Ella le regaló una brújula y unos
prismáticos. La brújula para que nunca perdiera el norte, para que siempre
supiera dónde estaba, para que no perdiera de vista sus horizontes. Los
prismáticos para que su panorámica sobre las circunstancias, las personas y los
acontecimientos que surgían fuera mayor, lograse llegar a verlo todo desde
varias perspectivas.
Él le regalo un libro con las hojas
en blanco para que lo llenase de historias que a ella tanto le gustaban
escribir y un montón de joyas para que nunca olvidara lo valiosa que era y todo
lo que merecía en esta vida.
Con el tiempo la relación que los
unía sucumbió a las imposiciones que suponían las expectativas que cada uno de
ellos proyectaba sobre el otro y a la negativa que cada uno recibía de no poder ser uno mismo para poder permanecer en la relación.

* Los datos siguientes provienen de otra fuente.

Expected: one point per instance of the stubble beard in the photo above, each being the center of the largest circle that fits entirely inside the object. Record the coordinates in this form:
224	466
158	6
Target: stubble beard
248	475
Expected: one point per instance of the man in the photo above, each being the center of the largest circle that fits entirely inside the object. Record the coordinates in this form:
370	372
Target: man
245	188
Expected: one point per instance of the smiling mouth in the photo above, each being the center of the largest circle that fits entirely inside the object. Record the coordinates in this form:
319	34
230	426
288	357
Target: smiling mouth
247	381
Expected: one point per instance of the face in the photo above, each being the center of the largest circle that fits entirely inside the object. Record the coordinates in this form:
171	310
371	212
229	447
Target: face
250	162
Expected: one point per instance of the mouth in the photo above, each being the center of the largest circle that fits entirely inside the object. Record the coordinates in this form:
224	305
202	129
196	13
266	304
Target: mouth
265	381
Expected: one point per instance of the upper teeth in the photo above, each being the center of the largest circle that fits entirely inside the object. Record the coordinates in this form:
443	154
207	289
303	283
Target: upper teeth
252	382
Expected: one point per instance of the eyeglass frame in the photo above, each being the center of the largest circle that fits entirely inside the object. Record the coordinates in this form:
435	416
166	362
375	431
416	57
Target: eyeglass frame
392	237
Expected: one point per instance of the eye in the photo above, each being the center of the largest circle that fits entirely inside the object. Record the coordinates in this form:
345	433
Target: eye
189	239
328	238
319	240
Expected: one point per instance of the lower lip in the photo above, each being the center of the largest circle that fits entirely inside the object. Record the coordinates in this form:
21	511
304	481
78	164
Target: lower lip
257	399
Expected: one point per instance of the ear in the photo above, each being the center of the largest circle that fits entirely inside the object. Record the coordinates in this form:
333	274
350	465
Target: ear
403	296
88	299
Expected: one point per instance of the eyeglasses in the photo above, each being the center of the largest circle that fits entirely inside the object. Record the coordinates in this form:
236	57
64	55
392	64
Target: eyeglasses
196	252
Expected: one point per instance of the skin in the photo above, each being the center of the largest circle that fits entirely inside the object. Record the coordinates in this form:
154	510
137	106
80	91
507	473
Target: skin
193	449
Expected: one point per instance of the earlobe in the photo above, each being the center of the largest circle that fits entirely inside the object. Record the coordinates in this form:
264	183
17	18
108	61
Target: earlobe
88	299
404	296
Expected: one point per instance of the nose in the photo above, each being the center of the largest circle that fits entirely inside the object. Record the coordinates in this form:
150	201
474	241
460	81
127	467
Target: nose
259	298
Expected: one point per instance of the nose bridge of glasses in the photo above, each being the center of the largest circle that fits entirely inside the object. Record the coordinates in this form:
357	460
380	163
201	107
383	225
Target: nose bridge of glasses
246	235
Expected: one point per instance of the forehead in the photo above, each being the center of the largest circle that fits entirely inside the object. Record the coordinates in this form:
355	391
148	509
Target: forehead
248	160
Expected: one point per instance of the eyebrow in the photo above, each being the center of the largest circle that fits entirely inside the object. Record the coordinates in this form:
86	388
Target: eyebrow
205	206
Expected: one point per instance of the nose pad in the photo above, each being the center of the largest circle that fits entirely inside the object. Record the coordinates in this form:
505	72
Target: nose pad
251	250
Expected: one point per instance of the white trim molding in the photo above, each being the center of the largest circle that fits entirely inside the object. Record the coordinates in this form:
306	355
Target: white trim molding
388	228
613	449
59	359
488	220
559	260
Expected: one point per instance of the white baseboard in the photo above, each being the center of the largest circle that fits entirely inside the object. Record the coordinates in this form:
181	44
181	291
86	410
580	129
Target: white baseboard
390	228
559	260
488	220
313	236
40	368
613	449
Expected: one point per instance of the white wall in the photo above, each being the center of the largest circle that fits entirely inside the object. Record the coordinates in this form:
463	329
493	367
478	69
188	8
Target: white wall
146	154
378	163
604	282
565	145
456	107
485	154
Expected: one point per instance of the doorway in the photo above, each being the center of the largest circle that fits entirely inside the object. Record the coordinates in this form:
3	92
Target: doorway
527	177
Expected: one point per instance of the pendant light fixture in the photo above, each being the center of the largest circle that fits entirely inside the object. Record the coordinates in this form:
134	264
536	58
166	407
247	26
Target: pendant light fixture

Sus caminos se bifurcaron, fueron
felices y profundamente desgraciados juntos y en su último adiós no podían
todavía creer lo que les había ocurrido.
Fue una lección de la vida. Una
lección hermosa y terrible a un tiempo, pero con extraordinarios y transcendentes
frutos y aprendizajes.
Ella por fin volvió a ser quien era
y llegó a ser quién siempre quiso ser desde el principio de los tiempos. El continúo
buscándose en el reflejo de otra mujer sin pensar que había otros caminos.
Ya no se extrañan, pero no se
olvidan ya que dos hijos los unen para siempre.